First, these companies feel the urgency to get paid by their customers; facing uncertainty about their liquidity, they know that substantial non-performance could spell bankruptcy. They thus may resist the forbearance promised under the CARES Act. Some falter in processing borrower requests (as happened routinely during the last crisis when many servicers ignored calls and lost paperwork), though regulatory reforms and the newly streamlined approach are helping so far.

Others seek to discourage non-payment by imposing onerous conditions, such as eventual lump-sum repayment of all arrears, which will inevitably produce deferred foreclosures. The FHFA and others have condemned this approach when it has been exposed, but servicers have many ways of managing those conversations to put off those seeking approval to skip their regular payments.

Second, without a sufficient financial backstop, some servicers are likely to go out of business. Their demise would create further legal tangles. The process for transferring servicing rights is not nimble even in consensual transactions.
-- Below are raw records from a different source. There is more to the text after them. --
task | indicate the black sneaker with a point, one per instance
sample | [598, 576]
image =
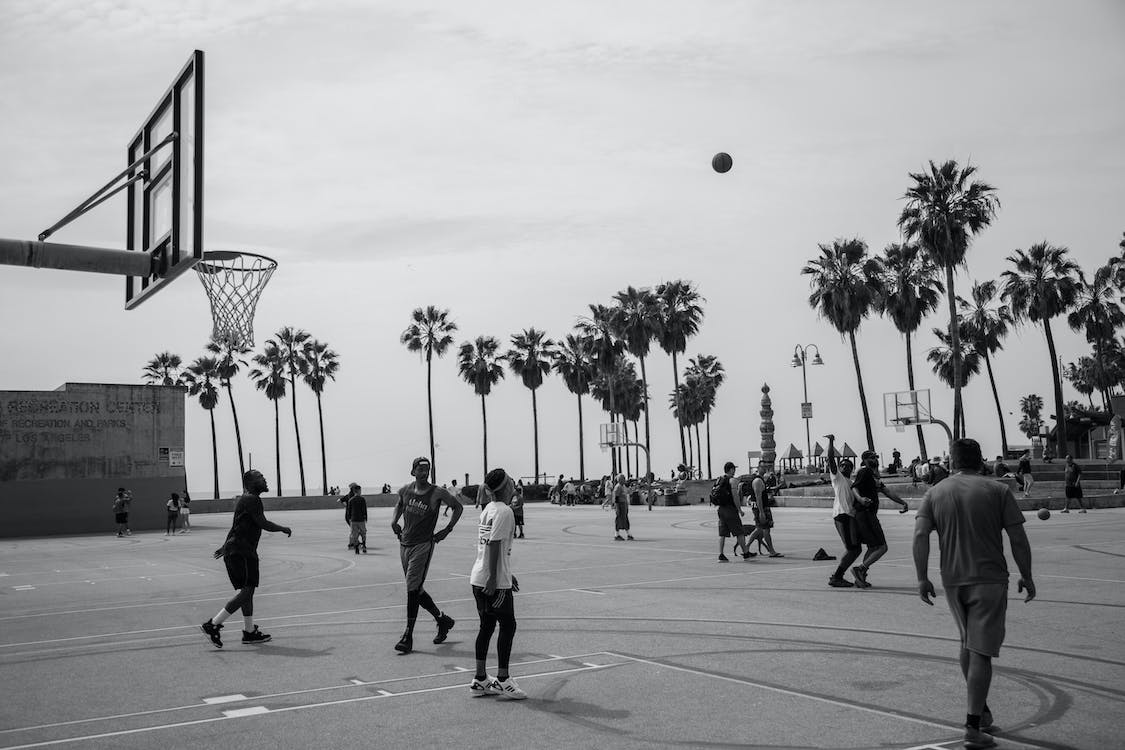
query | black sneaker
[255, 635]
[212, 631]
[444, 624]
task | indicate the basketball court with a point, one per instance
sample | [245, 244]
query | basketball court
[622, 644]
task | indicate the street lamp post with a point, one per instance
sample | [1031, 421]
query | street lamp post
[800, 354]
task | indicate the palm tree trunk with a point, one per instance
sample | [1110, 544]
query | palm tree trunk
[680, 422]
[863, 397]
[999, 412]
[237, 432]
[1056, 382]
[296, 427]
[921, 439]
[324, 459]
[429, 407]
[214, 451]
[955, 351]
[277, 441]
[484, 424]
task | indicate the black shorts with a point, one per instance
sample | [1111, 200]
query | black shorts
[867, 529]
[242, 570]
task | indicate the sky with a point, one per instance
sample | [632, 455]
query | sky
[515, 162]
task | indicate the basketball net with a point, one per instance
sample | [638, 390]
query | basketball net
[234, 282]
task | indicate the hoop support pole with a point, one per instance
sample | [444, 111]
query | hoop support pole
[74, 258]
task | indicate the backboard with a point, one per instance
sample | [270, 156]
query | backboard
[906, 407]
[165, 205]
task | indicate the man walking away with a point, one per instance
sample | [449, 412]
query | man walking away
[417, 507]
[240, 554]
[969, 512]
[493, 588]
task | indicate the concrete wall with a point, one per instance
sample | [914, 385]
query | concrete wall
[63, 454]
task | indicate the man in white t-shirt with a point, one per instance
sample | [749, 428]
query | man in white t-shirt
[843, 514]
[493, 587]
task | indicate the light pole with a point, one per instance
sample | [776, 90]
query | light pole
[800, 354]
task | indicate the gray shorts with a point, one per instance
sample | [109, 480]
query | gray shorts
[415, 563]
The collision of different IT systems trying to manage delinquent accounts can stymie consumers from securing relief. And when coupled with the complications of a bankruptcy, servicing transfers will generate even more frustration and futility for consumers seeking payment accommodations.

These two threats underscore the need for a vigorous regulatory response. The problem of servicers seeking to evade the CARES Act requirements can be addressed by close oversight from the CFPB and state officials, who can monitor how the companies process forbearance requests. By examining the scripts used on such calls, and listening to the audiotapes of sample calls, the regulators can ensure that consumers are being treated fairly under the new law.

For servicers in danger of bankruptcy, the FHFA and Treasury can work with state officials to make sure troubled servicers have sufficient financial backing to avoid going out of business during the current crisis. It may stick in their craw to have to provide the capital buffer these companies should have provided for themselves, but that can be sorted out later, when a more rationale safety-and-soundness regime for nonbank mortgage servicers can be devised as part of the reforms this new economic crisis will inevitably produce.

In the meantime, the ultimate magnitude of the economic downturn will dictate whether this strategy of “flattening the foreclosure curve” can succeed in averting another housing crisis. The streamlined forbearance process has introduced new risks of moral hazard, and the bump this spring in household income from federal infusions has masked an accurate assessment of the extent of the current economic distress. But the essential policy approach to infirmities in the housing market seems much clearer now than it did a decade ago.